The trio are on the NFL’s VIP list and buy their tickets that way. The league seats them together and makes two game tickets available for purchase by each. Henschel said he paid $5,000 total for two tickets to the Bengals-Rams showdown.
“I may be attending this game alone, though,” he said. “A man who graduated high school with my sister years ago lives in the Los Angeles area and we’re going to hook up this weekend.
“I’ve offered him the other ticket at face value, but I’m not sure he’s going to opt in. If not, I’ll probably just scalp the ticket.”
Regardless, Henschel will be there to extend his streak. Crisman has said this will be his last Super Bowl.
“Don isn’t in the best of health and he’s gonna give it up,” Henschel said. “Greg’s a real nice guy, but may not have been to the first two or three Super Bowls when the games weren’t called that. He doesn’t have any evidence to show he was at those early ones.”
That may soon leave Henschel as the lone Super survivor — something he’d be proud of. But it’s not his proudest aspect of this Super Streak.
“It’s the family members I’ve been able to include along the way,” Henschel said. “I’ve taken my father to five games, my mother to two.

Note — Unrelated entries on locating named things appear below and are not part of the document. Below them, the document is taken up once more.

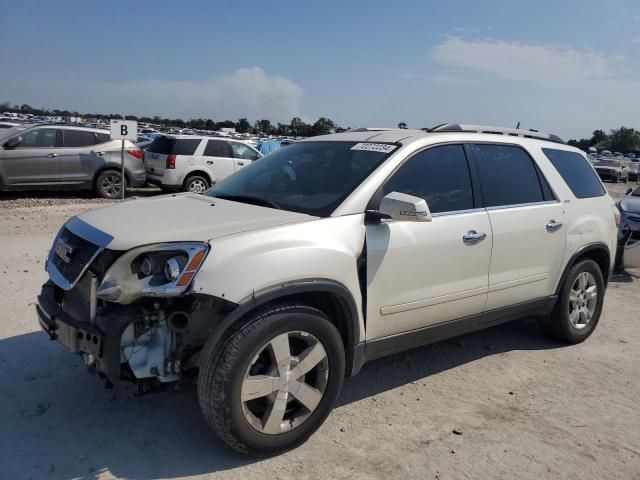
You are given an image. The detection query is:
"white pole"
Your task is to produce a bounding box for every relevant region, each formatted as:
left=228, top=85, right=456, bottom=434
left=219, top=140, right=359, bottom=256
left=120, top=138, right=125, bottom=201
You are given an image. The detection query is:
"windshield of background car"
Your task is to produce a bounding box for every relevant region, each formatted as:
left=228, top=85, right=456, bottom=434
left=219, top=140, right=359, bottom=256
left=209, top=141, right=397, bottom=217
left=598, top=160, right=620, bottom=167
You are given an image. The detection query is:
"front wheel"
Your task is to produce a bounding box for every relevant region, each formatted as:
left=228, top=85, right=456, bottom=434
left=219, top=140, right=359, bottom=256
left=95, top=170, right=127, bottom=199
left=198, top=305, right=345, bottom=456
left=183, top=175, right=209, bottom=193
left=541, top=260, right=604, bottom=343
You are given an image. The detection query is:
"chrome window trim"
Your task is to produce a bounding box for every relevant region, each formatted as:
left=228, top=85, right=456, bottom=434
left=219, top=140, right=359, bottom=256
left=427, top=209, right=485, bottom=218
left=485, top=200, right=562, bottom=212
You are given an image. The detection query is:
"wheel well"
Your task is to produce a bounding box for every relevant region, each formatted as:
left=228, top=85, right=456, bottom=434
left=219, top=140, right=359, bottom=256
left=91, top=167, right=131, bottom=189
left=255, top=291, right=357, bottom=371
left=556, top=244, right=611, bottom=293
left=182, top=170, right=213, bottom=187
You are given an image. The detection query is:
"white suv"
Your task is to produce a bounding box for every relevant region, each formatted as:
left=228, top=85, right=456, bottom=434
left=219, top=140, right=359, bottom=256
left=144, top=135, right=262, bottom=193
left=37, top=124, right=619, bottom=455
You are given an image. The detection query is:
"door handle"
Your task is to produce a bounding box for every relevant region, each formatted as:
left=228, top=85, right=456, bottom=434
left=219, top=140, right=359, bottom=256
left=547, top=220, right=562, bottom=232
left=462, top=230, right=487, bottom=245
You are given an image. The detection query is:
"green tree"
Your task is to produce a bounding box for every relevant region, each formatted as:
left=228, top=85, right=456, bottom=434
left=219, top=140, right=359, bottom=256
left=609, top=127, right=640, bottom=153
left=311, top=117, right=336, bottom=135
left=236, top=118, right=251, bottom=133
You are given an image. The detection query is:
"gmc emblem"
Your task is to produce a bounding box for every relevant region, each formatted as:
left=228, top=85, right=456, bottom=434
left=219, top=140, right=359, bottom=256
left=56, top=238, right=73, bottom=263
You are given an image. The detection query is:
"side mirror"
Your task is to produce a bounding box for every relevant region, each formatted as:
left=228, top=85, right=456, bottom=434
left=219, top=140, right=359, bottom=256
left=4, top=137, right=22, bottom=148
left=378, top=192, right=431, bottom=222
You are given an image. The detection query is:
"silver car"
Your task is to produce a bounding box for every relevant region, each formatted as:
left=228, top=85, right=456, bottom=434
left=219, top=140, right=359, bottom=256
left=0, top=125, right=146, bottom=198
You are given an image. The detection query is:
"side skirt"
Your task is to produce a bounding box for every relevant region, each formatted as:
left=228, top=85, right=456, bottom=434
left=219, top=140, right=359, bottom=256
left=360, top=295, right=558, bottom=364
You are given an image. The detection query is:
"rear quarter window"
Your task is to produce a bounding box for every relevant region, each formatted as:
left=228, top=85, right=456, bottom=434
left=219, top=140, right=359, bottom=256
left=147, top=137, right=200, bottom=155
left=542, top=148, right=605, bottom=198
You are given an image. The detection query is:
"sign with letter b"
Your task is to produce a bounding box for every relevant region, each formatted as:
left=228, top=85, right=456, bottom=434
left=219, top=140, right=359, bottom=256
left=111, top=120, right=138, bottom=142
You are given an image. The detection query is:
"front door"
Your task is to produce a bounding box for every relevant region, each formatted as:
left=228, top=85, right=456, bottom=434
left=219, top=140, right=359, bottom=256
left=3, top=128, right=60, bottom=186
left=469, top=144, right=566, bottom=310
left=203, top=140, right=235, bottom=182
left=366, top=145, right=493, bottom=340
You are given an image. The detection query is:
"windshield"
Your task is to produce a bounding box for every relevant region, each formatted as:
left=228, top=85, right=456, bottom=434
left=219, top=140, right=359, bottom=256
left=209, top=142, right=396, bottom=217
left=598, top=160, right=620, bottom=167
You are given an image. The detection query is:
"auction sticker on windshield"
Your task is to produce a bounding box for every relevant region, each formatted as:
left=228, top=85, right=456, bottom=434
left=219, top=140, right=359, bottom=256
left=351, top=143, right=396, bottom=153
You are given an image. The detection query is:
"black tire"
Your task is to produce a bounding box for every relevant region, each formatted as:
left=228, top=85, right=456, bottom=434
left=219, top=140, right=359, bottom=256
left=198, top=305, right=345, bottom=457
left=94, top=170, right=127, bottom=200
left=182, top=175, right=211, bottom=193
left=540, top=260, right=604, bottom=343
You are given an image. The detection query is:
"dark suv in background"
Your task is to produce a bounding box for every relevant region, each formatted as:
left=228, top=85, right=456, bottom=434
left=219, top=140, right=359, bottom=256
left=0, top=125, right=146, bottom=198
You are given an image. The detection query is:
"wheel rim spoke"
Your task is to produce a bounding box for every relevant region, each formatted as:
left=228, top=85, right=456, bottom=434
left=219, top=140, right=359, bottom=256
left=240, top=375, right=278, bottom=402
left=262, top=391, right=289, bottom=433
left=295, top=342, right=327, bottom=379
left=269, top=333, right=291, bottom=376
left=291, top=381, right=322, bottom=412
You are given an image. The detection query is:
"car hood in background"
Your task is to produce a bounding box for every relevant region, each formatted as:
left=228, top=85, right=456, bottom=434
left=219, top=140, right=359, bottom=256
left=618, top=196, right=640, bottom=213
left=75, top=193, right=316, bottom=250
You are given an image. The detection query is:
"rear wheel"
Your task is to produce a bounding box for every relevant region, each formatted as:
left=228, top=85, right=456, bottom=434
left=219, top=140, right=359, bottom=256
left=95, top=170, right=127, bottom=199
left=183, top=175, right=210, bottom=193
left=198, top=305, right=345, bottom=456
left=541, top=260, right=604, bottom=343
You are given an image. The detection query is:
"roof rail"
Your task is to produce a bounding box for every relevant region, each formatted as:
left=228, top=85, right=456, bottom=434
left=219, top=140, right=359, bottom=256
left=347, top=127, right=401, bottom=132
left=422, top=123, right=565, bottom=143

My brother Jim went to 30 games with me. My brother David’s gone to two, my sisters Janet, DeeDee and Janee one each.
“My wife’s gone to 13 games with me. We have no children, but I’ve taken all five of my nephews and my two nieces to games. I’ve got plenty of Super Bowl memories with all of them.”
A graduate of Har-Brack High School in Natrona Heights, Henschel left the Pittsburgh area in 1965 and worked as a gate agent for an airport in Chicago. He frequented a bar called “Some Other Place” some evenings, got to talking and landed himself a part-time job as a bartender there at night.
He met some Chicago Bear football players there and received tickets to the first Super Bowl — known then as the NFL-AFL Championship Game — between Green Bay and Kansas City in 1967.
“Flight attendants came into that bar quite a bit and football players came in to meet them,” Henschel said, laughing. “I’m an outgoing guy. I talk to everybody. They found out I could fly for nothing and I wound up being handed those tickets.”
Henschel received tickets to five of the first six Super Bowl games that way, mainly from then-Bears quarterback Jack Concannon. The exception was Super Bowl III, the year Jose Namath and the Jets upset the Baltimore Colts.
“That was in Miami,” Henschel recalled. “We flew down there and I paid 12 bucks for a ticket. The (Super Bowl) game just wasn’t that big a deal back then.”
Henschel found a way to get tickets to the big game every tyear since before getting on the VIP list for the past 32 Super Bowls. He worked in Miami for a few years, had Dolphins season tickets, and befriended Dolphin owner Joe Robbie’s secretary.
“She got me Super Bowl tickets maybe four times,” Henschel said.
He and his brother Jim attended all of their Super Bowl games together wearing Steeler jerseys, whether Pittsburgh was playing in the game or not.
“Other fans would question why we had those jerseys on, telling us the Steelers weren’t playing that day,” Henschel said. “We used to say: ‘Do we need to give you folks a history lesson?’ They would quiet down after that.”
Henschel said he never liked sitting in the corner of the end zone for the Super Bowl, where some of his seats would be, until he was sitting in the same corner where Santonio Holmes caught the game-winning pass from Ben Roethlisberger in the 43rd Super Bowl.
“That’s a vision I’ll never forget,” he said.
He described New Orleans, which along with Miami has hosted the most Super Bowl games, as “a city everyone should visit at least once in their lives. The French Quarter is amazing.”
His prediction for Super Bowl LVI?
“I’m going with the Bengals, 31-27,” Henschel said. “Cincinnati’s never won one and I’m really hoping they get this one. I know that field goal kicker (Evan McPherson) is going to make at least one field goal.”